How to check whether a language is regular or not? Say I have a given expression like $L_1\{a^n\mid n\ge0\}$ $L_2\{b^n\mid n\ge 0\}$
Then what is the procedure of checking weather L1.L2 is regular or not?
 A: Firstly, I will tell you how to check whether a given language is regular or not. 
As there are no specific algorithms to do that,it comes by practice and experience.
But the given flowchart can make your life easier for tackling this type of problems:
Flow Chart For Checking Whether A Given Language Is Regular or Not
Now according to the flowchart, you can see that the language L1 and L2 are not finite because there is no upper bound on $n$, but it doesn't implies that the language is not regular, you need to further check whether memory is required by the given language or not, so for the language L1 and L2, memory is not required. So if memory is not required, you need to find some pattern in the language such you can use that pattern in designing the Finite Automata (FA).
So, in both the languages L1 and L2 the length of the string is in AP.
For L1; $$ a^n,n>=0 $$ $ a^0,a^1,a^2,.....,a^n$ forms an AP in terms of the length of the string. Same case for L2 (just replace $a$ by $b$).
As there is a pattern in the language L1 and L2, we can write the regular expressions for L1 and L2:
Regular Expression for $ L1=a^*$ and for $L2=b^*$.
**If we are able to write a regualr expression for the given language then we can design the FA.
Therfore the two languages L1 & L2 are both regular language because you can write a regular expression for them which implies you can design the finite automata to accept the strings generated by the language.
Now, your question is what if we concatenate (L1.L2) the strings generated by L1 with strings generated by L2 means strings generated by L2 must follow string generated by L1.
$$L=\{a^nb^n | n>=0\}$$
Eg. of the strings generated by this language is :$$\epsilon,ab,aabb,aaabbb,...$$
You can see from the example that number of b's $=$ number of a's and b's must follow a's.
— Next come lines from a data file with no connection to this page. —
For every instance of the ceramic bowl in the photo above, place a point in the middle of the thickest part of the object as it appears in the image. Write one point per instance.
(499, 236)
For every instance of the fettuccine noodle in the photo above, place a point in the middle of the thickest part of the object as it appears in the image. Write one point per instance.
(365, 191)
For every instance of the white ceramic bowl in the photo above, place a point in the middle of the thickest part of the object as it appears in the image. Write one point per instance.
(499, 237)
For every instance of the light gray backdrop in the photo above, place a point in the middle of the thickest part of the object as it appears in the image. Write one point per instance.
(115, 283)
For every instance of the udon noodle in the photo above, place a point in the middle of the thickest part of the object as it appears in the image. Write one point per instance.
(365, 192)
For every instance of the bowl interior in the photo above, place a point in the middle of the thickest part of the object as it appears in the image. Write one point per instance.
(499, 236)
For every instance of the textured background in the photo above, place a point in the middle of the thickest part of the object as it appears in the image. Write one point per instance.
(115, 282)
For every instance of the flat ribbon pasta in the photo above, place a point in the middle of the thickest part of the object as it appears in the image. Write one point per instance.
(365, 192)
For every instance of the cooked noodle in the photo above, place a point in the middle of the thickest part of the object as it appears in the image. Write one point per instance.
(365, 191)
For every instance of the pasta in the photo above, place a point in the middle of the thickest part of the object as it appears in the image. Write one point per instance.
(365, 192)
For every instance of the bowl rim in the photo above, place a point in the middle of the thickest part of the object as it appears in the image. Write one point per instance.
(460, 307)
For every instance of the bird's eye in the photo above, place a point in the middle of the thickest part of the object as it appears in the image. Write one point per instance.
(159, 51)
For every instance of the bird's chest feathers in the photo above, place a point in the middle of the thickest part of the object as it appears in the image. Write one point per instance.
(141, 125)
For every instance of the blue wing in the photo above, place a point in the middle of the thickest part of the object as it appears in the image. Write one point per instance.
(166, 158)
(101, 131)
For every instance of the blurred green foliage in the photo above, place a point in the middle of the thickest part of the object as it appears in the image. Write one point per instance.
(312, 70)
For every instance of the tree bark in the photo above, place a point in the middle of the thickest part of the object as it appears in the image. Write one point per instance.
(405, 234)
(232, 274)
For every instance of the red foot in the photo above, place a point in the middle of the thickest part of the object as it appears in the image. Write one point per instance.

You cannot design a regular expression and FA for this langauge because you need extra memory to check whether the number of b's $=$ number of a's or not, and the memory which you required is a stack.
For E.g, Suppose you want to check whether $aabb$ belongs to L or not.
What you will do is,you push all the $a's$ into the stack and for every $b$ you encounter,you will pop out an $a$ from the stack. At the end of the string if the stack is empty means, 
number of $a's$ $=$ number of $b's$ $=>$ string will be accpeted by the given language L.
**For your knowledge, this language L=L1.L2 is an example of context free language and the automata needed for context free language is known as a Push Down Automata=Finite Automata + 1 stack.